Nicht : “Das Komplexe Zeichen ‘aRb’ sagt, daß a in der Beziehung R zu b steht”, sondern : Daß « a » in einer gewissen Beziehung zu “ b” steht, sagt, daß aRb”.


Non pas : « le signe complexe ‘aRb’ dit, que a est dans une certaine relation avec b », mais plutôt : Que “a” se tienne dans une certaine relation avec « b » dit que aRb). 


C : Par conséquent, les images sont notationnelles et non pas dénotationnelles. La notation (Notation) n’est pas vraiment indicative. On ne peut pas nommer ou dénoter un complexe par R, ni penser qu’une proposition est une entité déguisée en un autre complexe auxquels des signes peuvent référer. La traduction par atomic fact, pour rendre « états de choses », que Wittgenstein a tolérée par respect pour Russell (mais qui est confusionnelle), présente une difficulté terminologique que supprime heureusement la notation à l’aide de symboles logiques élémentaires dûment utilisés. On retiendra que le symbole d’un complexe (Symbole eines Komplex) peut d’ailleurs être « contracté » (zusammengefaßt) dans un symbole simple (3.24).


Reprenons cela de plus près. L’énoncé A (ci-dessus) est strictement négatif : je me reporte en ce sens à une longue querelle sur le thème. Elle a agité quelques secteurs de la recherche puisque depiction , en anglais, signifie : représenter quelque chose devant l’esprit. Une longue discussion à distance entre Tyler Burge8 et Christopher Peacocke9 a pratiquement épuisé le thème, un peu comme si le Tractatus n’avait jamais existé. — Nous serions supposés « voir » des entités, que ce soient des objets ou des particuliers, appartenant à des contenus non-conceptuels parce que nous avons des concepts qui peuvent les habiller puis les traiter par avance sur un mode propositionnel. Sans examiner le point, qui est en effet important, il suffit plutôt de suivre le texte de Wittgenstein : c’est-à-dire de considérer que la proposition-image est « ce que nous lisons » : une image lue ou médiée, partagée par la lecture, ce que corrobore l’usage du verbe mitteilen. Sur le fond, Wittgenstein nie farouchement que les propositions soient des noms complexes, à la différence de Frege. Et sa thèse centrale est que le réel doit être déterminé, c’est-à-dire « articulé » par la proposition (3.251), afin de pouvoir être atteint de quelque manière. Telle est aussi la raison qui exige que la proposition soit complètement analysée. C’est même le fondement de l’opérateur N qui fonctionne comme Urbild, donc en tant que prototype ; il opère contre toute « indétermination » analytique de la complexité. L’image est simplificatrice dans sa nature d’image. Elle exorcise le vague, mais n’a pas de statut iconique.

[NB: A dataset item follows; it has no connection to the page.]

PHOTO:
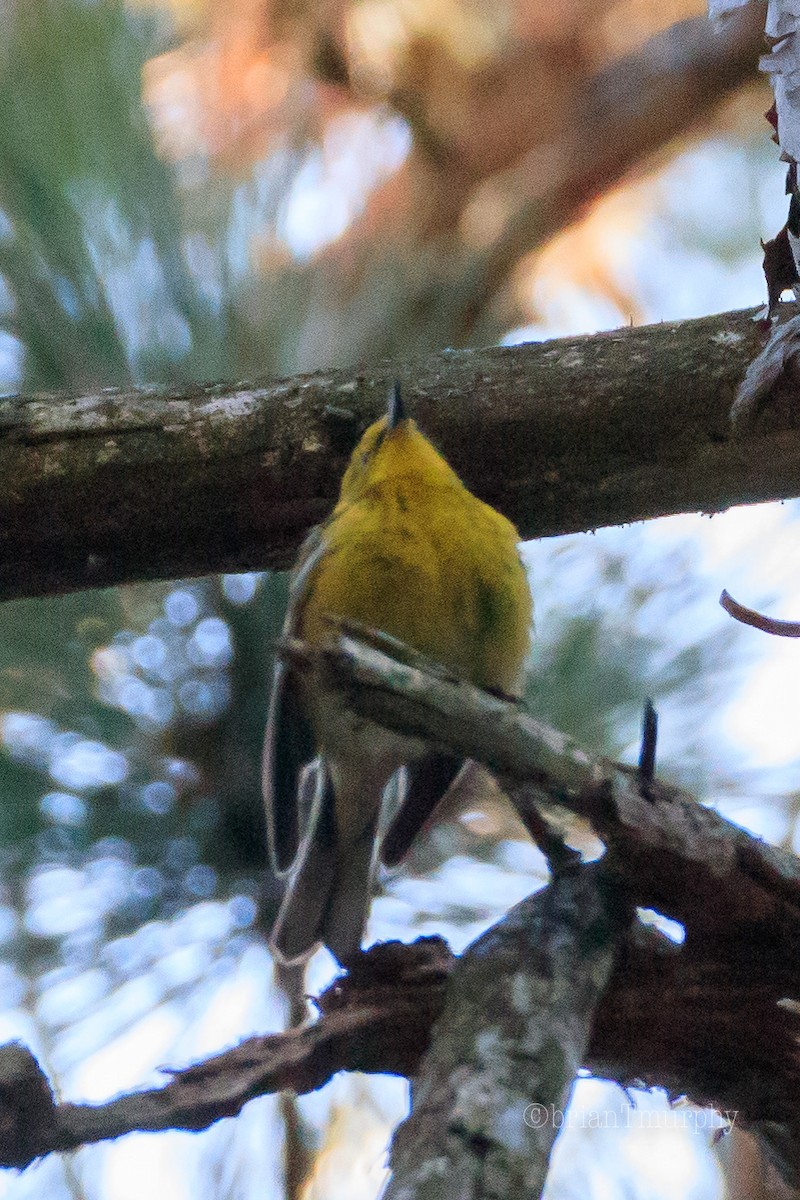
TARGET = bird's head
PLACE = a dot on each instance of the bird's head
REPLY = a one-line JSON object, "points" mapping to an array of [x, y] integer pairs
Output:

La discussion a été embrouillée à partir de l’emploi de Form der Abbildung, dont on a fait un puzzle linguistique. Pour Wittgenstein, si la forme « s’applique » à un état de choses, ce n’est pas seulement qu’elle le décrive ou le dépeigne, mais qu’elle se coordonne à lui ; et cette forme est coordonnée à un état de choses à partir de la relation dont nous parlons qui n’est pas de dénomination ou de désignation. Elle appartient à toutes les propositions de façon intégrative et récursive puisque toute proposition bien formée est de fait « imageable » dans la structure des autres propositions bien formées. La communauté de cette forme entre le fait et ce qui est illustré ou « reproduit » par elle : qui est nommé das Abgebildete – suivant un terme bizarrement substantivé –, est une communauté de structure : elle est caractérisée de façon multiple, à partir de la Form des Zusammenhangs (ou forme de la connexion) entre les éléments de l’image et les éléments de l’état de choses, juste avant que n’apparaisse dans le Tractatus le terme d’image logique (2.19) dont la définition en fait aussitôt une entité modale, puisque des possibilités de combinaison sont partagées entre autant de « situations possibles » qui la constituent. – L’essentiel étant que l’image doit pouvoir coïncider ou non avec la réalité en vertu d’une Übereinstimmung qu’il est à première vue difficile à saisir. Si l’image n’était que représentative ou dépictive, elle représenterait des états de choses dans l’esprit ; or aucune forme ne peut être localisée ou spatialisée dans l’esprit : ce que comprenait probablement Russell. Wittgenstein ne l’admet pas dans son lexique. Il entend qualifier ce qu’est un espace logique et ne le peut que par le biais de la syntaxe. Il soutiendra ensuite que cette communauté de concordance entre le langage et le monde est une possibilité de la structure, incluse déjà, fût-ce de façon indirecte, dans l’expression : sich zueinander verhalten, dont je parlerai ensuite.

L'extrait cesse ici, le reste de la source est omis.